According to para 2.6 Flanged joints and flanged fittings may be subjected to system hydrostatic tests at a pressure of 1.5 times the 38°C (100°F) rating rounded off to the next higher 1 bar (25 psi) increment. The detail of testing condition, please refer to para 8.2.3 ( test fluid ) and para 8.2.4 ( test duration ).
Group of material
Materials for flanges and flanged fittings are listed in Table 1A with the restriction that plate materials shall be used only for blind flanges and reducing flanges without hubs. The most common material is Flange material A 105 for “normal temperature” which is carbon steel material. For high temperature operation, we can use “Cr-Mo alloy” material such as A182 gr F11 or A182 gr F22.
what is working pressure?
the working pressure is limited by material group, pressure class and working temperature. For example, a welding neck flange A 105 class 150 can be used up to working pressure of 285 Psig when the service fluid temperature is 100 F. If the service fluid temperature increase up to 400 F, then the working pressure should be limited to 200 Psig. The higher the service fluid temperature, the less pressure can be handled by the pipe, fitting and valve body. Please refer to Table II-2-1.1 for Group 1.1. materials.

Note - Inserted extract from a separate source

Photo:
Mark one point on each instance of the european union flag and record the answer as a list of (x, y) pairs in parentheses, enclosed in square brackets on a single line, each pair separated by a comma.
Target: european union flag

Here the best practice to find the maximum working pressure:
- Check the material specification. e.g flange material specification is A 105
- Check the material group in table 1A. Flange A 105 is carbon steel material that listed in Group 1.1
- Find pressure-temperature Table II-2 for related material group. for example, if the material is listed under group 1.1 then we must use Table II-2-1.1
- Check the rating class ( 150, 300 to 2500 )
- Check the service fluid temperature. For intermediate temperatures, linear interpolation is permitted.
- Go the right side to find the maximum working pressure.